Why it is important to do this review

So far, there are no national or international guidelines on the safe and effective use of drugs for the prevention of LCOS in children undergoing congenital heart surgery. We have previously reviewed the use of milrinone and levosimendan for prevention of LCOS in this population, but did not find enough evidence for each drug separately among existing clinical trials (Burkhardt 2015; Hummel 2017). This is due to a small number of available studies and small numbers of paediatric patients, even in multicentre trials. New studies have been conducted or reported in the meantime, sometimes using both of these drugs in separate treatment arms. To synthesise all existing evidence on these two drugs and the potential of inotropic medications in general, a network meta‐analysis seems appropriate.
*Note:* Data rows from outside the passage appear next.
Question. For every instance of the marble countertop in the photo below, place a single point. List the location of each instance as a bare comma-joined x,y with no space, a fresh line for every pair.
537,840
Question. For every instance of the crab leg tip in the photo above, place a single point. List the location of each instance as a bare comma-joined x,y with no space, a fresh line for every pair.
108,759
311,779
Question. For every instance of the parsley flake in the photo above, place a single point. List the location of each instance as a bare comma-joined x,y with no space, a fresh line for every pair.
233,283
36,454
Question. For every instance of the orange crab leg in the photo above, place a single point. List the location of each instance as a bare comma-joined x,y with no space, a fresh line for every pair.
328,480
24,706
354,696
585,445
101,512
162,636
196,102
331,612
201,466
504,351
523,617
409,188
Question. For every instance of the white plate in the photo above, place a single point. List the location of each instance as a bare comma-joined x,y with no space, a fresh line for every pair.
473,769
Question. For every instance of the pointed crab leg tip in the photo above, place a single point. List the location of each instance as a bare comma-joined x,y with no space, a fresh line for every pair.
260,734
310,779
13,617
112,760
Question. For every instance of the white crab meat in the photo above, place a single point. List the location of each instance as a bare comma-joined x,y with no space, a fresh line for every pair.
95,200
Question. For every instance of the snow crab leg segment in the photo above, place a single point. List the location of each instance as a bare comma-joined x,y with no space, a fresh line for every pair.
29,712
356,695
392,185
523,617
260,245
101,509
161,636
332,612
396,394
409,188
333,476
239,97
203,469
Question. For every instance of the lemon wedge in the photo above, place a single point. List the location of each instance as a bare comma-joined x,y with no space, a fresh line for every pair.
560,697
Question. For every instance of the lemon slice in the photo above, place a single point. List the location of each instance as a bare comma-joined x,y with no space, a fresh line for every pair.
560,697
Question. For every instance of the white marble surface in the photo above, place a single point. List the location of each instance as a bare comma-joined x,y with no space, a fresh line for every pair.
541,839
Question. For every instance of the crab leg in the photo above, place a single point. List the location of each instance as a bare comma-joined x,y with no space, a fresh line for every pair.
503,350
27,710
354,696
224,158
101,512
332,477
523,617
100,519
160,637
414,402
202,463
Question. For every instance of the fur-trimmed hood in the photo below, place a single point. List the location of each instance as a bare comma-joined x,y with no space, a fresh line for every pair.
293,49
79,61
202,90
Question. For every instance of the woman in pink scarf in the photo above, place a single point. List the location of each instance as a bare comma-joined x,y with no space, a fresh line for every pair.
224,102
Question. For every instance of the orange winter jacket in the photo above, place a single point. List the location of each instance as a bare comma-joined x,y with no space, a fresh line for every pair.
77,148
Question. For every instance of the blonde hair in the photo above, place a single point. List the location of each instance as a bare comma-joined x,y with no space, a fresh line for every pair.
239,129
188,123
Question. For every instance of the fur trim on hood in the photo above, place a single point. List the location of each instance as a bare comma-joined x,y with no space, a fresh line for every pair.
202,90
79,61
This review is an essential step to provide further information on how to prevent LCOS and mortality in paediatric patients undergoing surgery for congenital heart disease.

Objectives

  1. To compare in a network meta‐analysis the efficacy and safety of different prophylactic medications either against no treatment, or placebo, or against each other (as mono‐ or combination prophylaxis) for the prevention of low cardiac output syndrome and mortality for paediatric patients undergoing surgery for congenital heart disease.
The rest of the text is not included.